Georgia Angler Lands Record Blue Catfish

Discussion in 'LOCAL GEORGIA TALK' started by Cattledogz, Jun 13, 2006.

  1. Cattledogz

    Cattledogz Active Member

    Messages:
    1,374
    State:
    NC
    The monster blue catfish James Franklin Tyus of Brinson, Georgia, recently caught on the Chattahoochee River has been officially approved as a new state record. Tyus caught the 67-pound, 8-ounce blue below the Columbia Lock and Dam, beating out the former record, a 62-pound fish caught on Clarks Hill Lake by Ralph Barbee, Jr. in 1979.
    "James Tyus can tell an official tale of how he caught the big one--and its certified!," says WRD Fisheries Management Chief Chuck Coomer. "We hope that the recognition of this new state record will inspire experienced and novice anglers to get out and fish at any one of Georgia's numerous lakes and rivers. You might not catch a new state record, but odds are you will still have a great day of fishing and enjoying the tremendous natural resources of this State."

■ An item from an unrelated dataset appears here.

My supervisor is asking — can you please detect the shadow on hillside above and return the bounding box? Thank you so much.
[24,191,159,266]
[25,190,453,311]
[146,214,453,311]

    Blue catfish (Ictalurus furcatus) are one of several types of catfish found in Georgia. The list also includes channel catfish, flathead catfish, white catfish and yellow and brown bullheads. Blue catfish are a silvery blue color and have a "humped" back, forked tail and small eyes. As with other catfish species, they also can be identified by their lack of scales and the "cat-like" barbels on their mouths that look like cat whiskers. They can reach weights over 100 lbs., although 1-20 lbs. is typical for Georgia. They like fast water in large rivers, reservoirs and tributaries.

    Information about state record fish can be found on the WRD website at www.gofishgeorgia.com or in the Sport Fishing Regulations Guidebook available at all WRD offices and all license agents. In order for a catch to be recognized as a state record, anglers should follow these steps:

    - Do not clean or freeze the fish

    - Keep the fish cool, preferably on ice.

    - Weigh the fish as soon as possible on scales certified accurate to the nearest ounce by the Georgia Department of Agriculture in the presence of two witnesses who are over the age of 18 (witnesses must provide names/addresses and telephone numbers and may not be members of the anglers immediate family).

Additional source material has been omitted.